Y esa lógica tiene consecuencias: cada vez que una idea compleja se reduce a un meme; cada vez que una reflexión es reemplazada por un slogan; cada vez que una opinión diferente es atacada como “ideología” o “adoctrinamiento”, la democracia se debilita un poco más. El pensamiento crítico no desaparece de golpe: lo van silenciando entre gritos.
Memes coloniales y repeticiones históricas
En buena parte de Latinoamérica, el fenómeno de las dictaduras digitales se manifiesta también en una forma particular de autodesprecio cultural. No es casual que miles de jóvenes compartan memes del tipo “sáquenme de Latinoamérica” o idealicen sociedades como Estados Unidos o Europa como si fuesen paraísos sin fisuras. Esta percepción, irónica o resignada, omite las profundas desigualdades, conflictos sociales y estructuras discriminatorias que también existen en esos países. Se olvida, además, que muchas de las problemáticas locales están íntimamente relacionadas con lógicas globales de dominación.
La historia —esa que algunos desprecian porque creen que “ya fue”— no miente: los ciclos de sometimiento se repiten, con nuevas formas y nuevos lenguajes. Y si como sociedades seguimos ignorando la importancia de las ciencias sociales, ellas nos lo recordarán de la peor manera: por repetición. Los errores se repiten no porque el pasado sea inevitable, sino porque el presente se niega a aprender.
En esta era de hiperconectividad, donde la información circula sin frenos pero el conocimiento escasea, la única defensa posible es la conciencia crítica. No se trata de desconfiar de todo, sino de entrenar la duda razonada, la lectura cuidadosa, el pensamiento autónomo. No se necesitan más burócratas obedientes como Eichmann; se necesita ciudadanía despierta. Porque el poder ya no solo habita en los Estados, también está en los dispositivos, en las redes, en los algoritmos.

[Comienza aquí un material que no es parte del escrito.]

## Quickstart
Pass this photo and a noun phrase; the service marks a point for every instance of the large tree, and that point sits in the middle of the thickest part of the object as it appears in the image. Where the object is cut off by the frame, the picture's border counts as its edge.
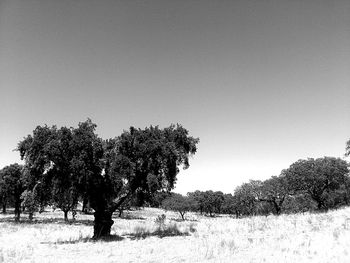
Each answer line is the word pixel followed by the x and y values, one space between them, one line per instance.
pixel 138 163
pixel 317 177
pixel 274 191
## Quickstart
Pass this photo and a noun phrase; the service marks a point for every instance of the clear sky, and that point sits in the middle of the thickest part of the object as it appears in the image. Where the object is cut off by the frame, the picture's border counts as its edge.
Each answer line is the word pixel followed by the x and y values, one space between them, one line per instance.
pixel 262 83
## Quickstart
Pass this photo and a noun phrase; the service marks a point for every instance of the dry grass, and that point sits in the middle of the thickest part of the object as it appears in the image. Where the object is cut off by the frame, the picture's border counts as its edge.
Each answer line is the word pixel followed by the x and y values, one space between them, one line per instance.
pixel 287 238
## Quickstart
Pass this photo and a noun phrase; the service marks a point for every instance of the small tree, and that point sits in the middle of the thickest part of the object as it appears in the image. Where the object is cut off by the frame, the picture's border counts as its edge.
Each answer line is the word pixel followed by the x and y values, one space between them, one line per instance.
pixel 317 178
pixel 179 203
pixel 29 200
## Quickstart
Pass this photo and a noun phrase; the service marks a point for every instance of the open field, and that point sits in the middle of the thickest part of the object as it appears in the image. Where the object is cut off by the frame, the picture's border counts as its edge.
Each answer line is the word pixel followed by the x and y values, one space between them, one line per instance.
pixel 287 238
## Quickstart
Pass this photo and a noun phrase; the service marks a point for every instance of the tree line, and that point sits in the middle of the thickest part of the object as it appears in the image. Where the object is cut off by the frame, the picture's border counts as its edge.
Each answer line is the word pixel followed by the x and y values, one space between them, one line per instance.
pixel 63 166
pixel 307 185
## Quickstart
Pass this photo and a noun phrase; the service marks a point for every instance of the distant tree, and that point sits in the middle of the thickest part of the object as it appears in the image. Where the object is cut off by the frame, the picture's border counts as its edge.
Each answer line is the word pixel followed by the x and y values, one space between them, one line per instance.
pixel 200 199
pixel 30 201
pixel 247 196
pixel 157 198
pixel 229 205
pixel 12 185
pixel 138 162
pixel 274 191
pixel 317 178
pixel 179 203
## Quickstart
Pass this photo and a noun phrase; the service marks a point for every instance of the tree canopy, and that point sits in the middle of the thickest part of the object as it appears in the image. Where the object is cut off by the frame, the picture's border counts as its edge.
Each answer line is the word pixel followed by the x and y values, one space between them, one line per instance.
pixel 74 162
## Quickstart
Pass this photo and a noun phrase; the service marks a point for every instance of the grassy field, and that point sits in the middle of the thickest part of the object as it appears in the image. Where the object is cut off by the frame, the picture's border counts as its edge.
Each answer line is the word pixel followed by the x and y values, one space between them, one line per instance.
pixel 288 238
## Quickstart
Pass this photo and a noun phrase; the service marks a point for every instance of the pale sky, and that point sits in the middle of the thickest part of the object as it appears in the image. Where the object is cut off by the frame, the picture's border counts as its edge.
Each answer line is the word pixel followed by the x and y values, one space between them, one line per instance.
pixel 262 83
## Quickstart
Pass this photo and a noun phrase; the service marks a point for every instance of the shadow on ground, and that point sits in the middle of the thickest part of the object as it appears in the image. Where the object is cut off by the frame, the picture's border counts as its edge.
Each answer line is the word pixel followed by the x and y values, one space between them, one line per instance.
pixel 111 238
pixel 171 232
pixel 25 220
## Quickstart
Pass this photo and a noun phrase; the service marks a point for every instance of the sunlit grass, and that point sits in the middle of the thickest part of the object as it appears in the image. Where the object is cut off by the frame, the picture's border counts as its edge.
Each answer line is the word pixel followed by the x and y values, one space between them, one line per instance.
pixel 305 237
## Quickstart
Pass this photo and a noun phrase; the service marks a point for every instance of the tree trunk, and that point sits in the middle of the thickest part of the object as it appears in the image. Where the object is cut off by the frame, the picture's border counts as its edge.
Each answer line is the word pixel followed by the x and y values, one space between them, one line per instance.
pixel 4 207
pixel 182 215
pixel 277 208
pixel 120 212
pixel 17 209
pixel 102 224
pixel 65 215
pixel 84 206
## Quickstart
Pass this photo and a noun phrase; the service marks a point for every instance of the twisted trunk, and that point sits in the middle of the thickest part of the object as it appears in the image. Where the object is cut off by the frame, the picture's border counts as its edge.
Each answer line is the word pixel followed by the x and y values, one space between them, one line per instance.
pixel 102 224
pixel 17 208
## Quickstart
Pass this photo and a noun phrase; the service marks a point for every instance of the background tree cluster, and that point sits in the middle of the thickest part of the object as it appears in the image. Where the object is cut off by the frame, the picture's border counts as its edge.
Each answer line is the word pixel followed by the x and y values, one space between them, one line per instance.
pixel 307 185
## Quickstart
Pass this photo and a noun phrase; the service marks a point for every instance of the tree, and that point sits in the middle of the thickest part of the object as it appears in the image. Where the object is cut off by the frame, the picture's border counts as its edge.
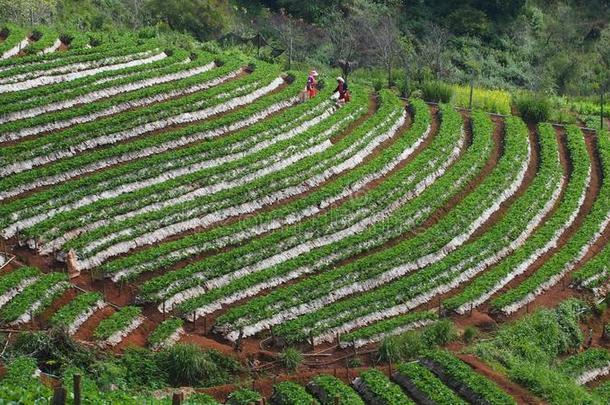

Las dictaduras digitales no llegan con tanques, sino con likes. No reprimen con censura, sino con algoritmos. No eliminan a los disidentes, los ridiculizan, los silencian o los condenan al olvido digital. El silencio cómplice se ha vuelto parte del engranaje. Y peor aún: muchos colaboran con entusiasmo. La obediencia ya no es un acto de miedo, sino de deseo.
Como decía un viejo proverbio, el peor ciego no es quien no puede ver, sino aquel que se niega a quitarse la venda de los ojos. Y en los tiempos de la banalidad digital, esa venda suele tener forma de pantalla. La verdadera resistencia empieza cuando decidimos mirar más allá del scroll.